Ni que decir tiene que éstas medidas las impulsaríamos si tuviéramos presencia en el Ayuntamiento como grupo político ya que es uno de los principales actores de esta trama.

Como queremos seguir un guion para no irnos por las ramas, como un Virgilio en la Divina Comedia [i]de Dante, bajaremos a los infiernos de los problemas que aquejan a la calle Mayor para después visitar el purgatorio de las medidas necesarias a acometer para intentar llegar al paraíso de un futuro con esperanza.

VIAJE AL INFIERNO

Comentábamos en el anterior artículo que el comercio en esta calle en particular, y en Pozoblanco en general, venía sufriendo los embates que la competencia de Córdoba le estaba ocasionando. La mejora en las comunicaciones ha supuesto acercar al consumidor del Valle de los Pedroches una tentadora oferta que antes, por la distancia, no era especialmente significativa.

Dicha oferta es extensa. Se encuentran las firmas de moda, las grandes marcas, los stock disponibles.  Los grandes almacenes ofrecen lineales de producto que en el pequeño comercio es imposible alcanzar. Esto provoca una amplitud de precios que busca acaparar todos los estratos de demanda. Así mismo establecen lo que podríamos denominar como oferta complementaria que acaba por llenar el carro del comprador y agotar su cartera. Es la típica frase: …”ya que estamos aquí aprovechamos para comprar…”

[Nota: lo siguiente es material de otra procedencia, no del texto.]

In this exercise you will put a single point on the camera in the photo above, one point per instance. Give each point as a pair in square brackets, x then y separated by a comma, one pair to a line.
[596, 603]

El viaje a Córdoba, a pesar de la molestia que supone y el gasto en tiempo y dinero (ya anunciamos puntos fuertes del comercio local) le provoca al consumidor y sobre todo a sus acompañantes la posibilidad de modificar rutinas diarias y nuevas y posibles gratificantes experiencias. Tan sólo tenemos que ver la reacción de nuestros hijos cuando se les anuncia un futuro viaje a la capital. Ellos, finos analistas donde los haya, enseguida captan nichos de oportunidad para poder satisfacer sus anhelos (regalos no programados, entretenimiento, chucherías, etc) que el viaje les puede deparar. Aquí volvemos a tener un atisbo de por dónde pueden ir nuestras futuras medidas…

El comprador del Valle de los Pedroches que se desplaza a Córdoba a comprar está dispuesto a “pasar el día” asumiendo un presupuesto de gastos que, en ningún caso, admitiría afrontar al visitar nuestra localidad. Ese es el objetivo del comercio en la calle Mayor.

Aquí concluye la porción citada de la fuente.